Damas est totalement reconstruit, la mosquée des Omeyades, les églises, le musée de Damas, tout a été refait et fait oublier la terreur qu’ont vécue les chrétiens pourchassés par les islamistes…Ces pauvres religieuses qui avaient été kidnappées par Daesh pendant plusieurs mois, rencontrées à Maloola, en ont été les témoins. La ville est propre... Dans les rues, les nombreux générateurs permettent de parer aux coupures d’électricité. La Syrie a repris son destin en main. Certains pays européens ont compris l’intérêt de renouer avec la Syrie : l’Italie, la Grèce ont rouvert leurs ambassades, des discussions sont en cours avec l’Allemagne et l’Espagne. Il faut espérer que la France suivra, car le chemin de Damas pourrait bien devenir indispensable et nécessaire pour nos liens futurs avec le Moyen-Orient. En effet, sa réintégration dans la Ligue Arabe, malgré la réticence dans un premier temps de certains, comme le Qatar, marque le début d’une nouvelle ère pour la Syrie, que cela plaise ou non aux Occidentaux. L’Union européenne, mauvaise perdante, a fait la grimace et notre ministre française des Affaires étrangères, Catherine Colonna, a osé faire un communiqué afin de dénoncer cette décision... mais personne n’y prête plus attention. L’Accord historique entre l’Iran chiite et l’Arabie saoudite sunnite sous l’égide de Pékin a été là encore un choc pour les Occidentaux. Et depuis les évènements se sont bousculés : une délégation chinoise était reçue à Damas dans la foulée pour parler reconstruction ; des négociations secrètes ont été ouvertes à Oman entre Syriens et Américains, preuve du grand désarroi de ces derniers et de leur peur de se faire remplacer au Moyen-Orient. Le départ des troupes étrangères et en premier lieu, des troupes américaines, est sans doute au cœur des tractations...
L’Iran, la Russie, la Ligue arabe imposent désormais leur agenda dans la région. Au Liban voisin, les évènements s’accélèrent également. Le Hezbollah, dorénavant incontournable, négocie le soutien de l’Arabie saoudite à l’élection de Sleiman Franjie, candidat aux prochaines élections et favorable à une réconciliation indispensable avec le régime syrien. Le président français y était dans un premier temps favorable mais il semble qu’il ait subi quelques pressions... Et l’envoi de notre ancien ministre des Affaires étrangères, JY Le Drian, ne va sans doute pas faciliter les choses. Mais, sans attendre l’élection d’un nouveau président au Liban, Damas et Beyrouth essaient de régler les problèmes.
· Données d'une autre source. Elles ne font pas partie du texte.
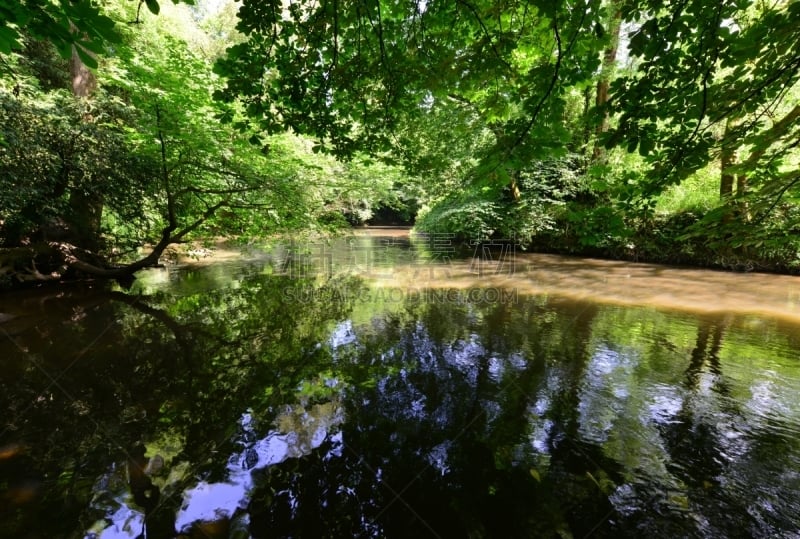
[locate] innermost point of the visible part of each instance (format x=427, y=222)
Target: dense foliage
x=590, y=127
Preuve en est la rencontre à Damas du ministre en charge des déplacés syriens et de son homologue libanais, chargé des réfugiés. Ils ont conclu un accord pour essayer de venir à bout de la grave crise que font peser les réfugiés syriens au Liban. Il a été convenu du retour d’une première vague de 180 000 réfugiés dans les plus brefs délais.
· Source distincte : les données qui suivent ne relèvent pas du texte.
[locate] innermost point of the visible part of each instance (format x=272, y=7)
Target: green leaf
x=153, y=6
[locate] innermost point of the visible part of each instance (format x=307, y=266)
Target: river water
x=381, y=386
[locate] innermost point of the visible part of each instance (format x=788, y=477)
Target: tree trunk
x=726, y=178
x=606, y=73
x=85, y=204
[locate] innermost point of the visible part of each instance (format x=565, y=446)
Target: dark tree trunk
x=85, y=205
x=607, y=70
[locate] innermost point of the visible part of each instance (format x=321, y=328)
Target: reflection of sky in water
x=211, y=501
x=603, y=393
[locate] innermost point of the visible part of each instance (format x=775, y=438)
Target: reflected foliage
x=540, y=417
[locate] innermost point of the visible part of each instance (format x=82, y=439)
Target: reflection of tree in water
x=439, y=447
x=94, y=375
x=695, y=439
L’Union européenne s’était acharnée à tout faire pour empêcher le retour des Syriens dans leur pays, préférant leur apporter une aide au Liban. Alors que les pays de la Ligue arabe et la Chine vont aider à la reconstruction du pays, l’Union européenne prend des pincettes pour être sûre que l’aide humanitaire ne transite pas par le régime syrien, préférant continuer son « deal » avec les islamistes du HTC (Hayat Tahir al Sham) dans la province d’Idlib. L’envoyé spécial des Nations unies pour la Syrie, Martin Griffith, qui avait été (soit dit en passant) l’envoyé spécial pour le Yémen, qui a subi l’une des pires crises humanitaires, se bat aux Nations unies pour faire prolonger cette aide dans le nord-ouest de la Syrie en passant par la Turquie, sans passer par les autorités de Damas. Et pourtant, ce sont dans les régions sous son autorité que la majorité des Syriens vivent et ont besoin d’aide. Grande hypocrisie humanitaire ! Les sanctions qui pleuvent sur la Syrie depuis le début de la guerre et qui continuent malgré le séisme, impactent le peuple syrien. La Chine appelle à l’augmentation du soutien humanitaire et à la levée des sanctions illégales contre la Syrie. Cela laisse place à la débrouille... nous avons eu l’occasion de croiser à Damas un jeune Américain, patron d’une ONG dont l’objectif était de détourner les sanctions et de remettre l’argent directement aux autorités syriennes. Certains, comme l’Italie ou encore la Grèce, n’ont pas suivi les consignes européennes. Des archéologues sont sur place et aident à faire revivre l’incroyable patrimoine. Palmyre a été reconstruit. Actuellement une délégation d’évêques d’Australie visite les lieux de cultes et les sites archéologiques à Alep.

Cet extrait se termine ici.